On 2009-09-02, V S P <toreason@fastmail.fm> wrote:
> Hi,
> our application is using Postgres in a rather unusuall way.
> It is used by a GUI application to store several hundred
> thousand 'parameters'. Basically it is used like a big INI
> file.
>
> There are about 50 tables with various parameters.
>
> The application typicall goes like this
>
> select id, child_tb_key_id, <fields with parms> from tb1
>
> then for each selected row above
> select from the child table do a select (like the above)
>
> and so on -- many levels deep
>
> I know that it is not a proper way to use SQL
> Instead we should be selecting many rows at once, joining them/etc
>
> But it is what it is now...
rewriting it as a single query will speed up operation.
> Queries are very fast though, Postgres reports that the
> all the queries for a typical 'load' operation take 0.8 seconds
> -- however overall time that the GUI user perceives is 8 seconds.

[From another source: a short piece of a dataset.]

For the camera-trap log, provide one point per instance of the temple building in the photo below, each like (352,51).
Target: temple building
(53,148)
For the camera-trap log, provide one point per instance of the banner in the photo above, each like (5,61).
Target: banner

> Out of that 8 seconds a big chunk is in the sending of the SQL
> statements/receiving results back -- just network traffic, parsing/etc
0.8s processing 7.2s latency
> There are total about 2400 queries that happen in that period of time
> (just selects)
> I am trying to figure out how can I optimize PG configuration
> to suite such a contrived deployment of Postgres.

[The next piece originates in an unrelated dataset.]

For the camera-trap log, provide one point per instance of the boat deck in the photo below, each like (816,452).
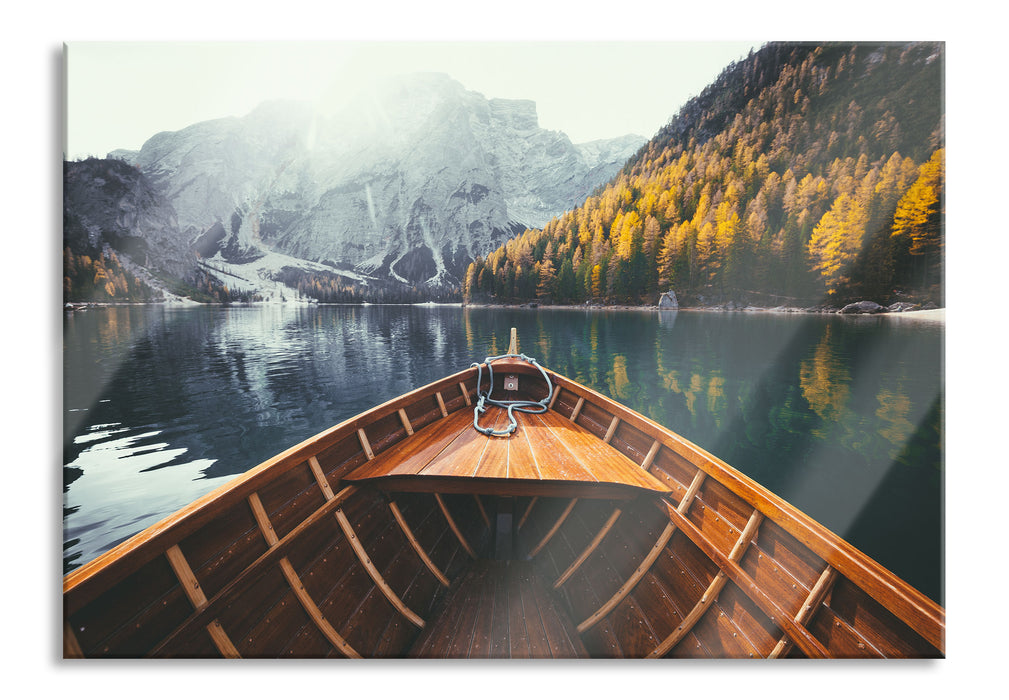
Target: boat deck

> For example, we do not mind PG running on the same machine
> as the Client app (it is connected via Qt Sql Pg plugin (so it uses
> Pg native access library underneath).
>
> Are there any optmization can be done for that?
try using libpq directly.
> Also this is a 'single' client/single connection system
> what optimizations can be done for that?

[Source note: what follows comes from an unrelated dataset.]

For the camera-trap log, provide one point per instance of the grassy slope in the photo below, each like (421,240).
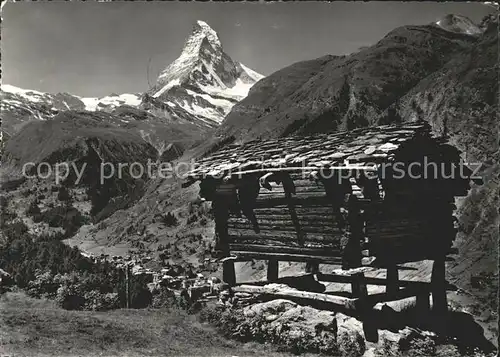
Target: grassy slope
(32,327)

asynchronous queries if you can know what to ask second before the answer to
the first query
> and finally since most of the queries are very quick index-based
> selects what can be done to optimize the traffic between pg and
> the client?
unix domain sockets
> thank you in advance for
> any recommendations/pointers.
but serously bite the bullet and redo it a a single query that returns
2400 rows instead of 2400 queries that return one row.
or slurp all the tables into dictionaries (hash tables/arrays/whatever) in your
QT application. and write your queries in C++ instead of SQL.